This should fix issue2632. A long description of the two competing

problems is in the bug report (one old, one recently introduced trying to fix the old one). In short: buffer data during socket._fileobject.read() and readlines() within a cStringIO object instead of a [] of str()s returned from the recv() call. This prevents excessive memory use due to the size parameter being passed to recv() being grossly larger than the actual size of the data returned *and* prevents excessive cpu usage due to looping in python calling recv() with a very tiny size value if min() is used as the previous memory-use bug "fix" did. It also documents what the socket._fileobject._rbufsize member is actually used for.
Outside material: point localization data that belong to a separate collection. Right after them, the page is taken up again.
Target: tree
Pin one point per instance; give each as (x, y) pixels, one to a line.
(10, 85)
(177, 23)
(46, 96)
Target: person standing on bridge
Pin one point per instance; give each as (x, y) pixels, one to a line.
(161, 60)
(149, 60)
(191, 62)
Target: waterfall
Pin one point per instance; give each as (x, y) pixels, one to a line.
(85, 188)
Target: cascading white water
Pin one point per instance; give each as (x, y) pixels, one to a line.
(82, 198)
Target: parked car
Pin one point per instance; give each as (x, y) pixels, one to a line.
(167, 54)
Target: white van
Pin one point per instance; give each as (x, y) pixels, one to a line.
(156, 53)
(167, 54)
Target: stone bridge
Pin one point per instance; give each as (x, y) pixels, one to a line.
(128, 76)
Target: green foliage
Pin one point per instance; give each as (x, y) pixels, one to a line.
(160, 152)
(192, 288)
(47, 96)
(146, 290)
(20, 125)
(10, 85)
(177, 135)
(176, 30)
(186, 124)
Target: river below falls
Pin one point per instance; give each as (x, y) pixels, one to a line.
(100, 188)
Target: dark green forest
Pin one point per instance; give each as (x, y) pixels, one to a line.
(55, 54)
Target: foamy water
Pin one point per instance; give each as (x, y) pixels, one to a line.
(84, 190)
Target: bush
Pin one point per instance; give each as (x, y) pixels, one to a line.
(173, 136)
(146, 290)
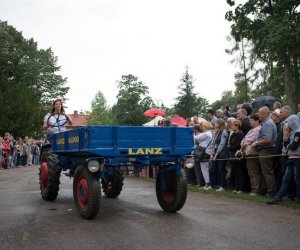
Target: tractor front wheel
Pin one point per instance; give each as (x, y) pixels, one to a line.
(171, 190)
(112, 184)
(86, 192)
(49, 173)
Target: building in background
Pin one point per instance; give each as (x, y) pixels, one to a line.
(79, 120)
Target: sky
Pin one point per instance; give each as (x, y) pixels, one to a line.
(98, 41)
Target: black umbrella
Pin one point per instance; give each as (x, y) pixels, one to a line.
(266, 100)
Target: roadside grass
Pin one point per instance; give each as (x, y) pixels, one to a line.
(228, 193)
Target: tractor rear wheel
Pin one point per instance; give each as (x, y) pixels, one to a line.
(49, 173)
(112, 184)
(171, 190)
(86, 192)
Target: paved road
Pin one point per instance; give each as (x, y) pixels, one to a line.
(135, 220)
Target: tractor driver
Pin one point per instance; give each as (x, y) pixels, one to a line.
(56, 119)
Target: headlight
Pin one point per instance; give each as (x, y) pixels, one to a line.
(93, 166)
(189, 162)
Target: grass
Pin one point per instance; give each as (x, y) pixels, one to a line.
(228, 193)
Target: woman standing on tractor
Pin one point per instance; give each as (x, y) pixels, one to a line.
(56, 119)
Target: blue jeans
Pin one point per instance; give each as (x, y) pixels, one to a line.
(292, 172)
(217, 173)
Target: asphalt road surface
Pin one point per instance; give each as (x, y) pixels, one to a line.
(135, 220)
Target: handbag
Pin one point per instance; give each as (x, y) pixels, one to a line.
(250, 150)
(199, 153)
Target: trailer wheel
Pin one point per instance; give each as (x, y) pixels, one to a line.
(112, 184)
(86, 192)
(171, 190)
(49, 174)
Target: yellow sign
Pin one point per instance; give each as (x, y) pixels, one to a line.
(145, 151)
(74, 139)
(60, 141)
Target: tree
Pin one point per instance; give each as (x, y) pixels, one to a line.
(242, 77)
(187, 103)
(100, 112)
(273, 27)
(23, 66)
(132, 101)
(227, 99)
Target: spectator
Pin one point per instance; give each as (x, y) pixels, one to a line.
(298, 106)
(1, 152)
(211, 117)
(276, 105)
(265, 145)
(229, 122)
(7, 150)
(292, 137)
(243, 118)
(25, 153)
(238, 170)
(35, 153)
(248, 108)
(253, 165)
(219, 113)
(19, 152)
(279, 168)
(217, 170)
(204, 140)
(275, 116)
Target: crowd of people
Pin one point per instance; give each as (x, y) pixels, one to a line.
(18, 152)
(257, 153)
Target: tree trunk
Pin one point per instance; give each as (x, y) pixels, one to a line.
(288, 81)
(297, 79)
(244, 71)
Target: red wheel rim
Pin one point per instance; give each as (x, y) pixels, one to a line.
(44, 174)
(82, 192)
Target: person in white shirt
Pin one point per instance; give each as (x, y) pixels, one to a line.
(56, 119)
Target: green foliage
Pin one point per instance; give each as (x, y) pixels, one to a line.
(132, 102)
(23, 65)
(272, 27)
(187, 103)
(227, 99)
(100, 114)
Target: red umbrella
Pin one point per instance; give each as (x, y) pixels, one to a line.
(154, 112)
(180, 121)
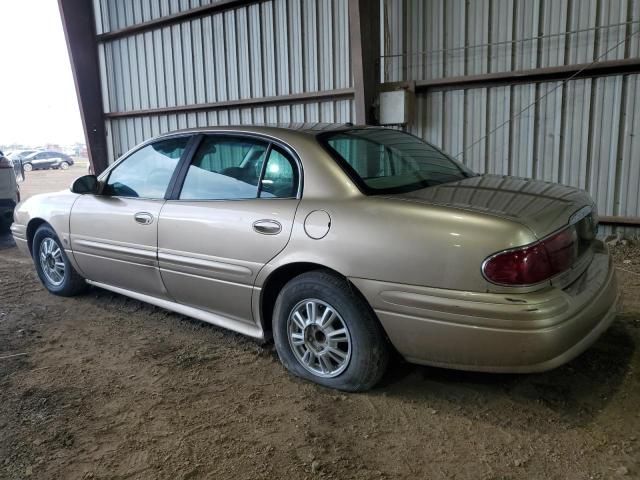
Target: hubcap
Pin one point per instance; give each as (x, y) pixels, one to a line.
(51, 261)
(319, 338)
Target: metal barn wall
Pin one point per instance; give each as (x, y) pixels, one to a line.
(261, 50)
(585, 132)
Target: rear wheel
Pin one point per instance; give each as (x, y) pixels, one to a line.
(325, 332)
(52, 265)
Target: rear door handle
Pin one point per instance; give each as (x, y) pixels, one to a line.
(143, 218)
(267, 227)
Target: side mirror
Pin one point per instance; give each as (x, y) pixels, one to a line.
(85, 184)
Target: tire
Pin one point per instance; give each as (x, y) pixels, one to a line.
(362, 348)
(62, 280)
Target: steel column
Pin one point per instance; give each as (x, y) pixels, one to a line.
(79, 29)
(364, 32)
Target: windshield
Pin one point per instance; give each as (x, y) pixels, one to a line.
(390, 161)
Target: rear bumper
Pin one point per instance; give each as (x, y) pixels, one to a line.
(497, 332)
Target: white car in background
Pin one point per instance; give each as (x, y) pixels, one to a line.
(10, 174)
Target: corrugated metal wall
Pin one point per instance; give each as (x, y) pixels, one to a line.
(585, 132)
(274, 47)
This is a candidate for back porting to 2.5.
author: Gregory P. Smith <greg@mad-scientist.com> 2008-05-02 07:26:52 (GMT)
committer: Gregory P. Smith <greg@mad-scientist.com> 2008-05-02 07:26:52 (GMT)
commit: f8cc64017ca0f33b1e21b1c9c9f5f30ebdc4da31 (patch)
tree: 95a9a74e85ba4b09ef95e1c9dad2de5fba56076b /Lib/socket.py
parent: b457ddaff2094a0ec02176184beb74f600178ed4 (diff)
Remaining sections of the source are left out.